"Allow me to introduce myself," said Mr. Wilkins, with the ceremony of the drawing-room. "My name is Mellersh-Wilkins."

And he instinctively held out his hand a second time at the words.

"I thought perhaps it was," said Scrap, a second time having hers shaken and a second time unable not to smile.

He was about to proceed to the first of the graceful tributes he had prepared in the train, oblivious, as he could not see himself, that he was without his clothes, when the servants came running up the stairs and, simultaneously, Mrs. Fisher appeared in the doorway of her sitting-room. For all this had happened very quickly, and the servants away in the kitchen, and Mrs. Fisher pacing her battlements, had not had time on hearing the noise to appear before the second handshake.

The servants when they heard the dreaded noise knew at once what had happened, and rushed straight into the bathroom to try and staunch the flood, taking no notice of the figure on the landing in the towel, but Mrs. Fisher did not know what the noise could be, and coming out of her room to inquire stood rooted on the door-sill.

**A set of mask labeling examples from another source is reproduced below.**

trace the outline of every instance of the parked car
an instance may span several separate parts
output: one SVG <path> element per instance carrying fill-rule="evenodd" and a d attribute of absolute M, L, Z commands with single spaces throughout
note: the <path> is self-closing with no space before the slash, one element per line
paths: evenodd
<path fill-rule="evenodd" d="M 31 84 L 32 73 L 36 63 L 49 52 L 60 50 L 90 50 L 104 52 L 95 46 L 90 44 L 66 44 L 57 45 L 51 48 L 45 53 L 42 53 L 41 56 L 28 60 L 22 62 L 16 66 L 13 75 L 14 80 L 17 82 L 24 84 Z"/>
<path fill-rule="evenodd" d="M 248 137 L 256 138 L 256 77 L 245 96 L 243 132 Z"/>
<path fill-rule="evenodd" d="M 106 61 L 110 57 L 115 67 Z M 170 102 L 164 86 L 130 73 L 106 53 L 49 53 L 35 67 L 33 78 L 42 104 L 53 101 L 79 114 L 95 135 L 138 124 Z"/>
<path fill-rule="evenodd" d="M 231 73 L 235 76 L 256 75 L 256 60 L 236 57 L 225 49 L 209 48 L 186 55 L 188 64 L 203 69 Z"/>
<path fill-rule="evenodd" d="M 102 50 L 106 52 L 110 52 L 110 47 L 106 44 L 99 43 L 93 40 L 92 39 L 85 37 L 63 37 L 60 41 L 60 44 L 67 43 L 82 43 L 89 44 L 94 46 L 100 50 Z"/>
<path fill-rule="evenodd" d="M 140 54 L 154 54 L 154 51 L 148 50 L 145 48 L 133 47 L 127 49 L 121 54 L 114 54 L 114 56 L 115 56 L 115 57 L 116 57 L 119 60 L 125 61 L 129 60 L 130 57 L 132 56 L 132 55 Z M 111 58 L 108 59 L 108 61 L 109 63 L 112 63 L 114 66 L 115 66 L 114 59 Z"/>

It was enough to root anybody. Lady Caroline shaking hands with what evidently, if he had had clothes on, would have been Mrs. Wilkins's husband, and both of them conversing just as if-Then Scrap became aware of Mrs. Fisher. She turned to her at once. "Do let me," she said gracefully, "introduce Mr. Mellersh-Wilkins. He has just come. This," she added, turning to Mr. Wilkins, "is Mrs. Fisher."

And Mr. Wilkins, nothing if not courteous, reacted at once to the conventional formula. First he bowed to the elderly lady in the doorway, then he crossed over to her, his wet feet leaving footprints as he went, and having got to her he politely held out his hand.

"It is a pleasure," said Mr. Wilkins in his carefully modulated voice, "to meet a friend of my wife's."

Scrap melted away down into the garden.